The quarterly CB Insights report found that global venture capital funding dropped to $142.9 billion in the quarter, the lowest since the same quarter of last year. The figure was down 19% from the previous quarter, the largest percentage fall since the third quarter of 2012.
The report found that 49% of all global venture capital funding was in the U.S., with a quarterly total of $71.2 billion. Though that’s a solid figure, it was a five-quarter low. U.S.-based startups drove a significant portion of the deal activity, accounting for 37% of all deals in the first quarter.
Unicorns, startups with a valuation of $1 billion or more, also declined in the quarter. In the first quarter there were 113 new unicorns globally, a five-quarter low and down from 115 in the first quarter of last year. The U.S. and Europe had the highest number of new unicorns at 67 and 20, respectively.
However, it wasn’t all bad news, as valuations on companies raising venture capital funding jumped 160% on average — a 2.6 times increase from prior financing rounds. Median valuations for early- and mid-stage deals also trended up, reaching $34 million and $343 million.
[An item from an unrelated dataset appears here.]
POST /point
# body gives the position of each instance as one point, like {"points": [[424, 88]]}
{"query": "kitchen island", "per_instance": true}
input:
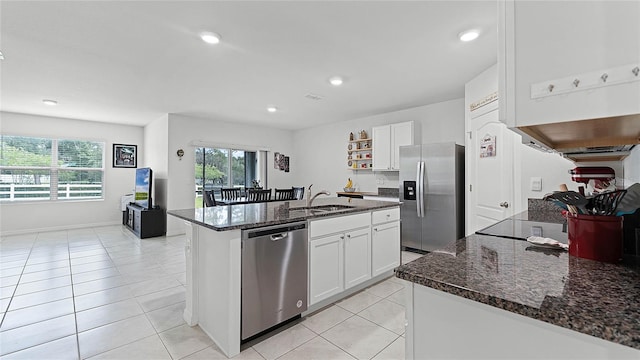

CB Insights also found that late-stage deals are dropping in value given headwinds and changing market conditions. The report noted that the global median valuation on late-stage deals dropped to $1.054 billion in the first quarter, barely above the $1 billion mark first crossed in 2021.
Similar to the first look report from PitchBook-NVCA earlier this week, CB Insights measured a 45% drop in initial public offerings and special-purpose acquisition company exits in the quarter. However, merger and acquisition deals remained elevated in the quarter, with 2,983 global deals.
Asia led IPOs in the quarter with 91, more than any other region. Asia-based companies accounted for nine out of the top 10 IPOs in the first quarter, including eight mainland China-based companies.
So-called megarounds of $100 million or more fell 30% in the quarter. That said, they still accounted for just over half of all venture capital deals in the first quarter, even if that was down from 59% in the previous quarter.
Tiger Global Management was the top investor in the quarter, investing in 120 companies, followed by Gaingels at 96 and Global Founders Capital at 77.